Krešimir Ćosić (26 November 1948 – 25 May 1995) was a Croatian professional basketball player who represented Yugoslavia internationally, a collegiate All-American at Brigham Young University, and a member of FIBA Hall of Fame and Basketball Hall of Fame.
He was also a notable church leader and missionary of The Church of Jesus Christ of Latter-day Saints, as well as the deputy ambassador of Croatia to the U.S. in Washington, D.C.
He was born in Zagreb and raised in Zadar, where he started his basketball career in 1965, playing for KK Zadar.
He came to the United States to play college basketball at Brigham Young University from 1971 to 1973.
In the 1972 NBA Draft he was picked by the Portland Trail Blazers in the 10th round (144th overall).
The following year at the 1973 NBA Draft he was picked by the Los Angeles Lakers in the 5th round (84th overall).
He was the first foreign player to earn All-American honors from the United Press International, garnering them in 1972 and 1973.
After his college career, he rejected several professional offers and returned home to Yugoslavia.
Ćosić played in four Olympic Games: 1968, 1972, 1976, and 1980 in Moscow when he led his team to the gold medal. He previously led Yugoslavia to a pair of World Championship gold medals in 1970 and 1978.

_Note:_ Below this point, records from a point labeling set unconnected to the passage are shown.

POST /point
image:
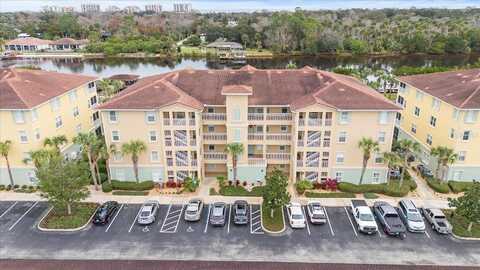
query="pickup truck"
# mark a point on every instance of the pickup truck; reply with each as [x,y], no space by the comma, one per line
[364,217]
[389,219]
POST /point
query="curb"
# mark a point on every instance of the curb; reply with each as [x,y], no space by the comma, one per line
[268,231]
[64,230]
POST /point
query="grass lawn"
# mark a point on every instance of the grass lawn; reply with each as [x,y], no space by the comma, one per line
[57,218]
[460,225]
[274,224]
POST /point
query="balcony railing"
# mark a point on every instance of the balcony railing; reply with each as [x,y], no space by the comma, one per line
[279,137]
[215,156]
[214,116]
[255,136]
[278,156]
[215,136]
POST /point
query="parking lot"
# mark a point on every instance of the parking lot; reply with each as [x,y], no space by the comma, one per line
[172,237]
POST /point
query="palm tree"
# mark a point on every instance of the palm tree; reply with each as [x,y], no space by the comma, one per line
[445,156]
[368,146]
[55,142]
[5,148]
[89,143]
[234,149]
[134,148]
[405,149]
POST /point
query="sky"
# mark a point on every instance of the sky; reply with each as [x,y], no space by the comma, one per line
[243,5]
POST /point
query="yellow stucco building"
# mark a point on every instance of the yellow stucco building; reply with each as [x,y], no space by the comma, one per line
[441,109]
[35,105]
[305,122]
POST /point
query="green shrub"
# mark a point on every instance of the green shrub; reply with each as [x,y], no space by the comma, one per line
[458,187]
[128,185]
[438,186]
[302,185]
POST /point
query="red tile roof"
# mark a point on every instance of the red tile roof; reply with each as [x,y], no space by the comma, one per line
[25,89]
[460,88]
[298,88]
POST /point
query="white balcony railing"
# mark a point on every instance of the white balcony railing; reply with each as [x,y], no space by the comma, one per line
[214,116]
[215,136]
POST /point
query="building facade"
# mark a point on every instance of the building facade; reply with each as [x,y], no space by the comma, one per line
[441,109]
[36,105]
[305,122]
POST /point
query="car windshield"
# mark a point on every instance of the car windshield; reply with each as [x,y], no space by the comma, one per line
[366,217]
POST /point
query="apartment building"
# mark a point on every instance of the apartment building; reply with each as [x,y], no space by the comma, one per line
[305,122]
[35,105]
[441,109]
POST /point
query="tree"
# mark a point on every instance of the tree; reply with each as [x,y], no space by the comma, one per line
[5,148]
[368,146]
[134,148]
[275,194]
[445,156]
[468,205]
[63,182]
[89,143]
[56,142]
[234,149]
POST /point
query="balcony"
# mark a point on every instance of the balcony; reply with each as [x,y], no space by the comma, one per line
[215,156]
[279,137]
[215,136]
[214,116]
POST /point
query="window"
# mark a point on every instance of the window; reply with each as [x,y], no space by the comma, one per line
[381,136]
[113,116]
[154,156]
[23,136]
[58,121]
[75,111]
[151,117]
[344,117]
[340,158]
[115,136]
[152,135]
[342,137]
[18,117]
[429,139]
[433,121]
[34,115]
[416,111]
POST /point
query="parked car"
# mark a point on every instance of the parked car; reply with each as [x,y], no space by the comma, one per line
[105,212]
[296,218]
[437,219]
[411,216]
[389,219]
[316,213]
[193,211]
[364,217]
[424,171]
[240,212]
[148,212]
[218,214]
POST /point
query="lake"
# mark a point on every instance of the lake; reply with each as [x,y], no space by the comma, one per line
[150,66]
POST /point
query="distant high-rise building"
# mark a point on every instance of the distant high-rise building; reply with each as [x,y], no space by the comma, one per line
[90,8]
[182,7]
[154,8]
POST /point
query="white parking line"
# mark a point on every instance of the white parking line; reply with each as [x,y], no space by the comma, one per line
[24,214]
[135,220]
[208,218]
[9,208]
[349,219]
[306,221]
[113,219]
[328,220]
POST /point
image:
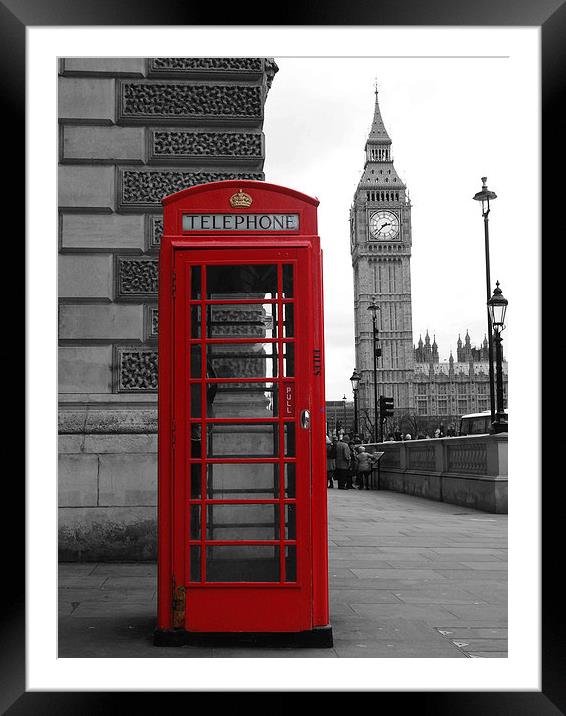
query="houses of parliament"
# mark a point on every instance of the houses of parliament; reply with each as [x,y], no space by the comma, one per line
[426,391]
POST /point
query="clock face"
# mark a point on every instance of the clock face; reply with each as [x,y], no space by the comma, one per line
[384,225]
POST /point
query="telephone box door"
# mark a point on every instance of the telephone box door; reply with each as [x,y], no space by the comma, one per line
[242,464]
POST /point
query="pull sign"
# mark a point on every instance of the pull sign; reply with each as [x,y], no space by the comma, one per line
[289,400]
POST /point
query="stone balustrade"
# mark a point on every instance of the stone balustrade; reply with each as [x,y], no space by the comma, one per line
[470,471]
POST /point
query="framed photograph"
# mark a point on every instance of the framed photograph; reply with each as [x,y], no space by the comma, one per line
[453,89]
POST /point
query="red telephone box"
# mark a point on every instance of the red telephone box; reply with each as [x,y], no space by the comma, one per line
[242,455]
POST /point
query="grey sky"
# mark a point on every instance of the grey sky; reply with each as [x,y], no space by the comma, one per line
[449,126]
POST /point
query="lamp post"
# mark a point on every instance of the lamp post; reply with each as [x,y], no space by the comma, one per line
[355,381]
[485,196]
[374,308]
[497,306]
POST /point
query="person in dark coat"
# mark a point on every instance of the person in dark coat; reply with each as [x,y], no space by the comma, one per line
[343,461]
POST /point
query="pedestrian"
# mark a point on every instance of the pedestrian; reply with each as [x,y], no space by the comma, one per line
[352,472]
[343,460]
[365,463]
[330,461]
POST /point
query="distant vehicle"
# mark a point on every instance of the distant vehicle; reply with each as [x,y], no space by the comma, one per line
[476,423]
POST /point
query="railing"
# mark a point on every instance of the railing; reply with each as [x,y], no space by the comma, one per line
[470,471]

Following his playing days, he turned to coaching, and led the former Yugoslav team to a silver medal in the 1988 Olympics in Seoul and two bronze medals at the 1986 FIBA World Championship and 1987 EuroBasket.
In 1996 Ćosić became only the third international player ever elected to the world’s Basketball Hall of Fame in Springfield, Massachusetts, the birthplace of basketball.
During his time at the Brigham Young University, he converted to The Church of Jesus Christ of Latter-day Saints, and later served as the LDS presiding priesthood holder in post-communist Croatia.
He was baptized by Hugh Nibley, one of the LDS church’s most celebrated scholars. Ćosić also introduced the LDS Church to Yugoslavia.
He translated the Book of Mormon and Doctrine and Covenants into Croatian.
In the years following basketball he worked in the United States as a Croatian diplomat at the embassy in Washington, D.C., having helped secure the land where the embassy now stands.
Ćosić died in Baltimore, Maryland in 1995 of non-Hodgkin’s lymphoma.